Trust administration does NOT use the Probate Code 10810 statutory fee schedule. Trust attorneys typically bill hourly. A modest trust administration runs $3,000 to $15,000 versus $40,000+ for the equivalent probate.

Disclaimer

This directory is informational only and does not constitute legal advice, attorney recommendation, endorsement, or any business relationship between Brian Cooper / Brian Cooper Real Estate and the listed (or to-be-listed) attorneys. Brian Cooper is a licensed REALTOR(R) (CA DRE# 01434286), not an attorney. Selection of an attorney is the reader's responsibility.

Inclusion on this list is not solicited and is not compensated. Removal requests will be honored within 7 business days of written request to brian@cooperfamilyrealestate.com.

Frequently Asked Questions

Do I need a probate attorney if my parent had a trust?

If the property was actually titled in the trust at the date of death, no — you need a trust administration attorney, not probate.
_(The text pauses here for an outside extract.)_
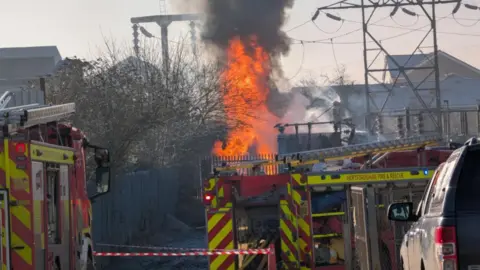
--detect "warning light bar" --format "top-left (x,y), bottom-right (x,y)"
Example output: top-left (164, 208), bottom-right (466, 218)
top-left (303, 167), bottom-right (435, 186)
top-left (0, 103), bottom-right (75, 127)
top-left (23, 103), bottom-right (75, 127)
If the trust existed but the property was never retitled into it, you still need probate.

How much does probate cost in California?

Probate Code 10810 statutory fees on a $1,000,000 estate are $23,000 each to the attorney and personal representative ($46,000 total). Extraordinary fees and court costs are additional. Trust administration usually costs a fraction of that.
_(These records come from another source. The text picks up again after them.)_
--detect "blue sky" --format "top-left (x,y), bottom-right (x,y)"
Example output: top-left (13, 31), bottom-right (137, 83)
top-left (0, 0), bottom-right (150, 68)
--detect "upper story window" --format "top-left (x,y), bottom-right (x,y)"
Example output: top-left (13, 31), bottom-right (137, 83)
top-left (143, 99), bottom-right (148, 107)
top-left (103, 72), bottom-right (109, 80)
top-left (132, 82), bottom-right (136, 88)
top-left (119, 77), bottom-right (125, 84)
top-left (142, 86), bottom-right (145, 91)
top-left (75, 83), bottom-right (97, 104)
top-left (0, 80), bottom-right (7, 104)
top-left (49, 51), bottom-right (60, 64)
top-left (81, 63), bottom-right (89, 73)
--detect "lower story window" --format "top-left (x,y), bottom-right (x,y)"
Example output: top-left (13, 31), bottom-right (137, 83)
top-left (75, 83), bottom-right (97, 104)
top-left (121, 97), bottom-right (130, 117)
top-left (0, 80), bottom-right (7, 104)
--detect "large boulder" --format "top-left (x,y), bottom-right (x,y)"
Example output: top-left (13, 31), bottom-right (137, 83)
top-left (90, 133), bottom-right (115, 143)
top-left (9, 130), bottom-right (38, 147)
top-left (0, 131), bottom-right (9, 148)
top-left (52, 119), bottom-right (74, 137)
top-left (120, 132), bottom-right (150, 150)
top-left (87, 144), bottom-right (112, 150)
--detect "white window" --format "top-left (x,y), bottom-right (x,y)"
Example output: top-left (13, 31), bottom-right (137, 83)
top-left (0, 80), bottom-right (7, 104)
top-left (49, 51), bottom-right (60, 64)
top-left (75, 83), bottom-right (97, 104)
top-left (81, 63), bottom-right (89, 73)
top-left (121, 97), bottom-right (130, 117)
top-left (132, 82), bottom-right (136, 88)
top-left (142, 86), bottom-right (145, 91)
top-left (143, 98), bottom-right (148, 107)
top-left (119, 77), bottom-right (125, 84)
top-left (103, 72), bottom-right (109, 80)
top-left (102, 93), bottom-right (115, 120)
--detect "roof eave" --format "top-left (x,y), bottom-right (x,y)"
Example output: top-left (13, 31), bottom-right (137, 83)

How long does Ventura County probate take?

Typical uncomplicated probate: 9 to 14 months from petition to final distribution. Full-authority IAEA sales close faster (no court hearing); limited-authority sales add 60 to 90 days for the confirmation hearing.

Can I sell the house before probate is granted?

Generally no. The personal representative needs Letters of Testamentary or Letters of Administration before selling. Some attorneys can move on a 'pending letters' basis with court approval, but it's the exception.

What does an estate planning attorney charge?

Living trust packages (revocable trust, pour-over will, POA, advance directive, HIPAA waiver) typically range $2,500 to $6,000 in Ventura County for a standard single-property estate. More complex estates with multiple properties or sub-trusts run higher.

Will Brian help me decide between probate and trust administration?

Yes — I'll pull the most recent grant deed for free and tell you what vesting shows. That answers which path you're on. The legal work is the attorney's.

Does Brian receive referral fees from attorneys?

No. Receiving an attorney referral fee as a non-attorney is a State Bar issue. I don't, on principle and on compliance.

What's the difference between a will and a trust?

A will directs distribution at death but still goes through probate. A revocable living trust, if properly funded (property retitled into it), avoids probate entirely. Same end result, different paths.